National Review, August 14, 2000 by Robert Goldberg
It doesn't take an inventor of the Internet to figure out that Gore's war on medical progress would wound our nation for generations to come. It would lead to a huge loss in what Harvard University's David Cutler and Elizabeth Richardson call "health capital-the dollar value of health a person will have over the course of their remaining life." For a newborn in 1990, Cutler and Richardson estimate health capital at about $3 million, while for the elderly, health capital is nearly $1 million. Health capital has increased greatly over time-by roughly $40,000 to $50,000 per decade. Gore believes that drug companies earn profits by price gouging, not by investing in valuable new drugs; but Cutler has found that just 30 percent of the increase in America's health capital in the past 40 years would have been enough to justify that period's investment in medical progress.

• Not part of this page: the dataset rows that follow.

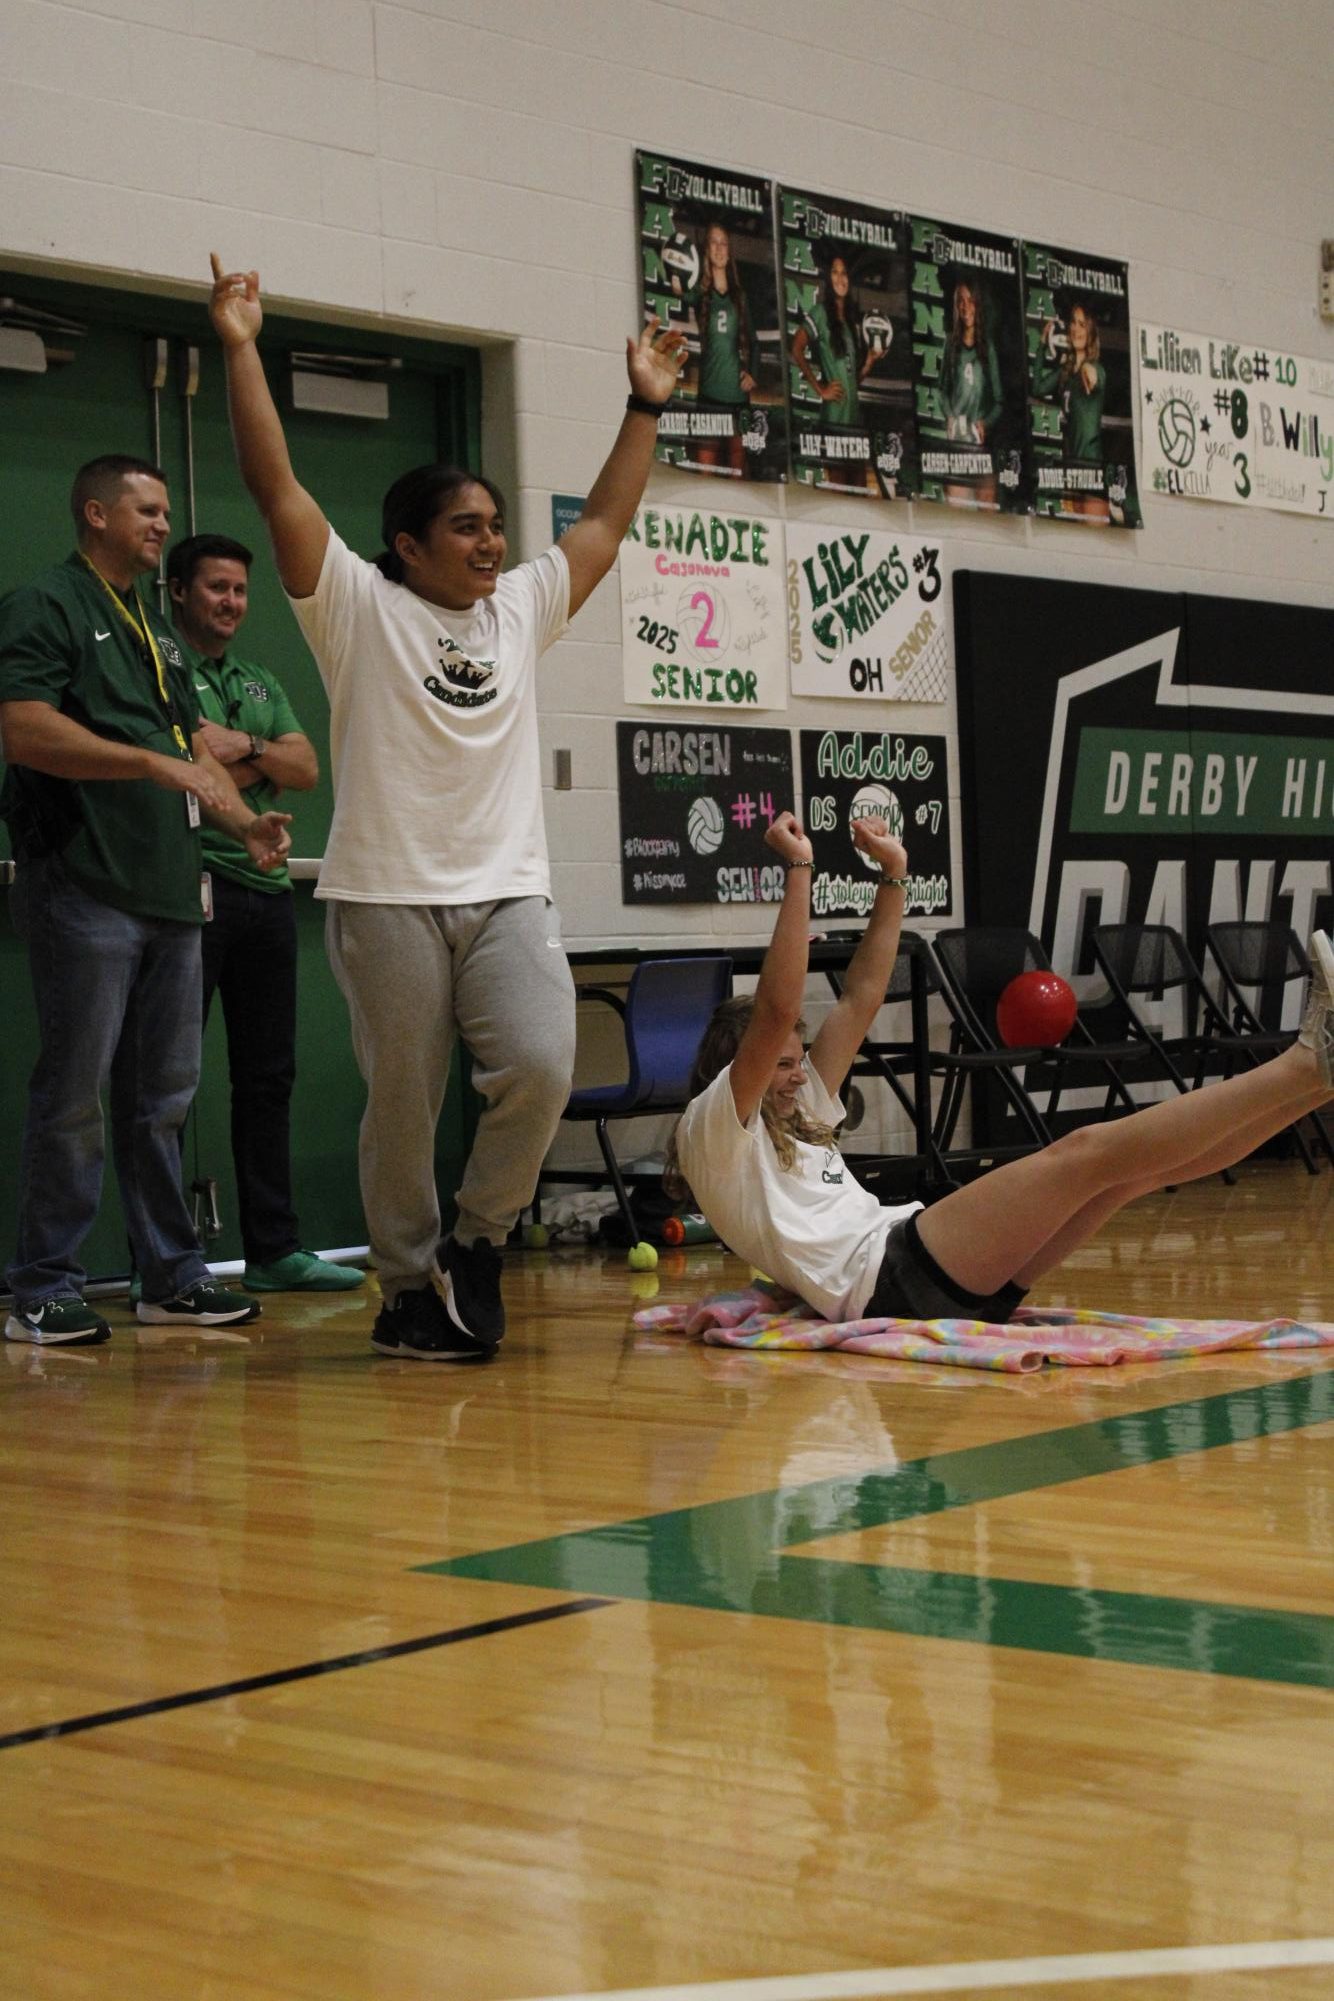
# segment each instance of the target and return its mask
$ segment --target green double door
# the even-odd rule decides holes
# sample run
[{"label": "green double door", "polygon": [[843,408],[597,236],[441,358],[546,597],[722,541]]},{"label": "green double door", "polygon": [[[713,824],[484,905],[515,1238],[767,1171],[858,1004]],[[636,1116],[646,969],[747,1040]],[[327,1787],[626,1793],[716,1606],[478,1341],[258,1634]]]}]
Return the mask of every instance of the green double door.
[{"label": "green double door", "polygon": [[[277,675],[319,752],[318,789],[283,802],[294,815],[294,856],[317,859],[333,803],[327,705],[284,600],[263,523],[236,471],[222,356],[203,305],[0,273],[0,325],[15,322],[40,329],[47,368],[45,373],[8,368],[0,346],[0,595],[68,553],[69,489],[81,464],[104,452],[156,459],[170,487],[173,536],[231,535],[255,551],[251,609],[239,650]],[[433,459],[477,465],[480,372],[471,350],[278,314],[266,315],[262,347],[297,476],[352,548],[366,555],[379,549],[381,497],[408,466]],[[387,417],[295,409],[294,354],[320,356],[326,368],[338,371],[331,378],[335,392],[354,380],[387,385]],[[158,377],[164,379],[155,390]],[[187,387],[193,389],[188,396]],[[152,587],[153,580],[145,579],[145,591]],[[0,826],[0,856],[8,854],[7,832]],[[364,1092],[343,999],[325,959],[323,907],[312,889],[313,883],[301,881],[294,890],[300,983],[292,1157],[304,1240],[329,1248],[366,1241],[356,1174]],[[19,1136],[37,1046],[26,959],[7,898],[0,899],[0,1022],[2,1269],[13,1254]],[[470,1094],[456,1071],[437,1153],[446,1200],[457,1185],[472,1123]],[[217,1183],[223,1227],[206,1244],[213,1260],[241,1255],[228,1129],[226,1043],[221,1010],[215,1008],[184,1156],[187,1184]],[[113,1276],[127,1266],[109,1161],[84,1262],[94,1277]]]}]

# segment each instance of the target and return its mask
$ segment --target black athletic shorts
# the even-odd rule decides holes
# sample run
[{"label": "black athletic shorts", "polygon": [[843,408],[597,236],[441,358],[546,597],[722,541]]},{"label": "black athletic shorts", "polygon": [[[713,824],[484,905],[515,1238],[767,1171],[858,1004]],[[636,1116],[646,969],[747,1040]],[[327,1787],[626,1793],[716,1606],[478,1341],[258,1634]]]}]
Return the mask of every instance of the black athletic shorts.
[{"label": "black athletic shorts", "polygon": [[921,1213],[914,1209],[891,1226],[863,1320],[1008,1320],[1027,1298],[1025,1287],[1011,1281],[999,1292],[965,1292],[922,1242],[917,1228]]}]

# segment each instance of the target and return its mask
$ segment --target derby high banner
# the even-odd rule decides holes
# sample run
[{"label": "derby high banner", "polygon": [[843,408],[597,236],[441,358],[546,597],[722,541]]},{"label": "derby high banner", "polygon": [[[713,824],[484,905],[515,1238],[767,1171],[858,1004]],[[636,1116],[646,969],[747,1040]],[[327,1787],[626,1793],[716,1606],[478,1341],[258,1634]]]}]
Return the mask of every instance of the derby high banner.
[{"label": "derby high banner", "polygon": [[1334,515],[1334,362],[1178,327],[1137,329],[1154,493]]}]

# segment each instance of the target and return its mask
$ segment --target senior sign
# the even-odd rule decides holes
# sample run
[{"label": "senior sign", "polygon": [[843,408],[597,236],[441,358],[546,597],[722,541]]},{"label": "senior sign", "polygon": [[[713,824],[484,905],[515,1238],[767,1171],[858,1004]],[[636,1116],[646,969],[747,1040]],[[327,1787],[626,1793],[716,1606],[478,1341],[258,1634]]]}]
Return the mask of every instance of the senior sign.
[{"label": "senior sign", "polygon": [[794,695],[943,702],[951,672],[948,565],[939,542],[789,522]]},{"label": "senior sign", "polygon": [[787,707],[777,521],[642,507],[621,544],[620,567],[627,702]]}]

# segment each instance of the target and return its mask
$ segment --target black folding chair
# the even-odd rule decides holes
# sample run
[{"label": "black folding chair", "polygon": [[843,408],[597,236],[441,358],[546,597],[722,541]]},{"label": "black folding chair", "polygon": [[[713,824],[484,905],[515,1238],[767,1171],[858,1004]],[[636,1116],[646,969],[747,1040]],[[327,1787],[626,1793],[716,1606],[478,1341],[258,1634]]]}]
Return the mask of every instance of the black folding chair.
[{"label": "black folding chair", "polygon": [[[1311,962],[1291,925],[1263,918],[1211,924],[1204,944],[1218,970],[1219,1005],[1241,1045],[1241,1060],[1254,1065],[1286,1049],[1297,1035],[1295,1027],[1283,1025],[1289,989],[1295,981],[1300,1003],[1311,977]],[[1334,1144],[1324,1118],[1319,1112],[1307,1116],[1325,1158],[1334,1165]],[[1318,1173],[1301,1125],[1294,1125],[1291,1132],[1307,1172]]]},{"label": "black folding chair", "polygon": [[[1211,1075],[1230,1077],[1283,1046],[1263,1030],[1257,1038],[1234,1033],[1205,983],[1181,933],[1171,924],[1098,924],[1089,934],[1093,957],[1118,1004],[1162,1054],[1179,1091],[1198,1091]],[[1145,1002],[1175,1001],[1181,1026],[1172,1033],[1145,1020]],[[1189,1073],[1189,1081],[1188,1081]],[[1231,1168],[1223,1169],[1229,1185]]]},{"label": "black folding chair", "polygon": [[[999,1040],[993,1029],[996,1004],[1011,980],[1020,973],[1052,970],[1046,948],[1031,931],[1017,925],[970,924],[938,931],[931,942],[940,967],[941,991],[952,1016],[951,1049],[957,1066],[952,1080],[954,1102],[944,1113],[943,1144],[948,1144],[962,1110],[970,1068],[972,1074],[981,1071],[995,1076],[1040,1145],[1050,1139],[1051,1123],[1072,1082],[1092,1082],[1104,1089],[1100,1116],[1106,1119],[1118,1110],[1136,1109],[1124,1076],[1127,1069],[1169,1074],[1148,1038],[1132,1032],[1115,1041],[1100,1039],[1082,1011],[1065,1041],[1054,1048],[1009,1049]],[[965,1054],[972,1059],[970,1067],[962,1062]],[[1036,1082],[1030,1081],[1034,1079]],[[1041,1111],[1035,1096],[1039,1090],[1046,1093]]]},{"label": "black folding chair", "polygon": [[[833,934],[838,936],[839,934]],[[851,935],[851,934],[849,934]],[[844,968],[825,967],[825,977],[836,994],[843,991]],[[948,1074],[949,1059],[930,1043],[928,1008],[940,991],[931,947],[917,931],[899,934],[898,956],[885,988],[884,1005],[906,1002],[910,1010],[910,1033],[906,1041],[877,1038],[872,1031],[862,1041],[856,1061],[848,1072],[851,1078],[878,1077],[912,1121],[916,1138],[916,1162],[926,1189],[947,1192],[958,1182],[950,1173],[936,1133],[931,1108],[931,1079]],[[909,1081],[911,1088],[909,1088]],[[864,1156],[849,1155],[864,1163]],[[901,1163],[900,1163],[901,1164]]]}]

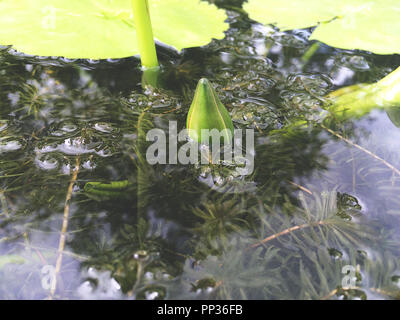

Moreover, it is clear that gains in life expectancy, birth weight, and the reversal of starvation in the developing world are largely due to advances made through medical progress. Columbia University professor Frank Lichtenberg has found that, over the past decade, a one-time pharmaceutical R&D expenditure of about $15 billion subsequently saves 1.6 million life-years per year. Lichtenberg also found that for every dollar spent on new drugs, America saves nearly four dollars on physicians and hospitalizations.
Al Gore's plan will do little to ease the plight of the 20 million people worldwide who are afflicted with Alzheimer's, or the 24 million in Africa with AIDS, or the millions more with cancer. His small, federally regulated and funded biotech business would kill incentives for investment and drain wealth into Medicare entitlements. The result would be a death knell for medical progress, retarding and reversing the recent gains in health and life expectancy. America would pay a huge, and unnecessary, price for a new middle-class entitlement, and for Gore's life-denying vision of biotechnology.